Wednesday, January 27, 2010

Red-meat Republicans

The politician-as-hunter cliché has bloody well run its course.


By KATHLEEN PARKER

WASHINGTON—Sure, he's got the jutting jaw and centerfold looks. He's got the truck. But does Scott Brown kill his own meat?

Of late, it seems, Republicans are determined to demonstrate their political virility by displaying not just their hunting trophies, but their fearlessness in carving up a fresh kill for the family table. It may not qualify as a trend yet—three's the charm—but it is impossible to avert one's gaze from the puddles of blood surfacing in certain politicians' photo albums.

Anybody can be a champion of the Second Amendment, but if you want to project the kind of tough leadership needed to combat terrorists and Wall Street, you'd best know how to bring home the bacon without a vacuum seal.

"Show me the blood" seems to be the mantra in some quarters of the GOP.

It started with you-know-who from Alaska, who won carnivore hearts when it became known that she could field dress a moose. More than a mere governor and mother, Sarah Palin could take down a 1,500-pound beast with a precision shot to the heart and gut her harvest before sundown.

"We eat, therefore we hunt," she proudly told those assembled as she retired from the governorship. And off she went, leaving a freezer full of wild game for a season of book-peddling, speaking and other indoorsy activities of the Eastern elite.

Then came Christmas greetings from Republican Marco Rubio, former speaker of the Florida House of Representatives, who is in a primary battle against Gov. Charlie Crist for the U.S. Senate. We all have our version of the holiday dinner, but Rubio took us behind the scenes, tweeting photos of the 2009 Rubio family Christmas Eve pig.

Although it wasn't clear whether Rubio had killed the animal or wielded the butcher knife himself, one photo shows a dead hog on a table as a man slices into its haunch. Another frame shows the creature gutted and suspended over a puddle of blood.

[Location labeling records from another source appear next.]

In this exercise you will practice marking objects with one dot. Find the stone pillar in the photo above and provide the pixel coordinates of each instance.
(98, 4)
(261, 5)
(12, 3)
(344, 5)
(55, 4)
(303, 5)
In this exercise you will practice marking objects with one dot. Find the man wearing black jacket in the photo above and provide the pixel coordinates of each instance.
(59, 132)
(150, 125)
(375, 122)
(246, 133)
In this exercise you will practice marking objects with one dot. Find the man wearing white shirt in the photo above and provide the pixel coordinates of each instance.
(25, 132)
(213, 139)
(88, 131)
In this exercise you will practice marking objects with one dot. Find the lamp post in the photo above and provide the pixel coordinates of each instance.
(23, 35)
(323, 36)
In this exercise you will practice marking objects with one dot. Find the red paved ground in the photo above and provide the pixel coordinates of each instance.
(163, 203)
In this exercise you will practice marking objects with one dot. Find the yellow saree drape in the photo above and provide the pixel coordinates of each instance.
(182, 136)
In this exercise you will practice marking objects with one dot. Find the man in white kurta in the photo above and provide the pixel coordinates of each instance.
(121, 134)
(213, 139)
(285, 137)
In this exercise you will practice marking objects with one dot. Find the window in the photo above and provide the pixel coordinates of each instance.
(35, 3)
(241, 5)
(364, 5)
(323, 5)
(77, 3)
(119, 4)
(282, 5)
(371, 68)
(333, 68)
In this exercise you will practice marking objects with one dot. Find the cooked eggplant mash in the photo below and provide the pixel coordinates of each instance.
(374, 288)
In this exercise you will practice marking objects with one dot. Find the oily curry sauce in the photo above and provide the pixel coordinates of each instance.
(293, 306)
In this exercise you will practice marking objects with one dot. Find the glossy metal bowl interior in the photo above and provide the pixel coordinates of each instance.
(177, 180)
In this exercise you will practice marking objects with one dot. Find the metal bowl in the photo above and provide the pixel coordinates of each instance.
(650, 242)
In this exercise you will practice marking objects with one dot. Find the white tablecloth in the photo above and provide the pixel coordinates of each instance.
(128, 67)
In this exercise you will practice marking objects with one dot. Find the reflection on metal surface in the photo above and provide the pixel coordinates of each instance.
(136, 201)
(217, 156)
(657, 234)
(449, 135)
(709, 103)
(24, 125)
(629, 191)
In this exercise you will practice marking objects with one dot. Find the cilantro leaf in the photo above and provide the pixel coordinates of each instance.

"Warning, picture not for the faint of heart," Rubio graciously tweeted. Indeed.

Hunting isn't a new activity for politicians to pursue in photo-friendly, public ways. President Teddy Roosevelt, who was also founder of the aptly named "Bull Moose" Party, popularized the image of the virile president-frontiersman.

Seeing the nation's father figure toting a shotgun or rifle in the wild makes for good, masculine imagery that targets our lizard brains. Dutifully we process the message: He hunt food. He feed family. He good man.

A woman who can do it just as well pushes several buttons at once, appealing both to pride in our pioneering foremothers and to our modern multitasking sisters. There was Palin-the-mother with her five children in one frame; there was Palin-the-huntress admiring the kill that would fill her brood's tummies in the next.

Tough and touching is no easy feat for a female politician, but Palin managed to pull it off, at the same time raising the ante on Republican iconography. The new coin of the realm was gore and the message was clear: The Democratic "mommy" party of swooning dependents can't stand the sight of blood (and therefore can't be trusted to protect America). The Republican "father" party of virile (and fertile) warriors is strong, self-sufficient and unafraid.

No one who eats meat suffers any illusions about what precedes the cuisine. Something has to die, as Palin noted, and animals humanely killed in the wild are preferable from nearly every standpoint to those factory-farmed. Gutting and gore are obviously part of the game, but must we be so proud?

In the spirit of self-defense, I am a veteran defender of hunters. Although I personally prefer flora to the flesh, my own freezer is full of game, thanks to the hunting faction of my household. And, as I've written previously, it is largely thanks to hunters, the majority of whom are passionate conservationists, that we can boast plentiful wildlife in this country.

There is to my mind, however, a clear ethical difference between hunting for nourishment and exploiting the hunted for political gain. We may be animals ourselves, but we are also enlightened creatures of conscience, for whom killing should be the necessary means to a respectful end.

If I may be so gutsy: The politician-as-hunter cliché has bloody well run its course. We get it. Real women may hunt moose, as the Palin sampler reads, but real leaders don't strut their kill.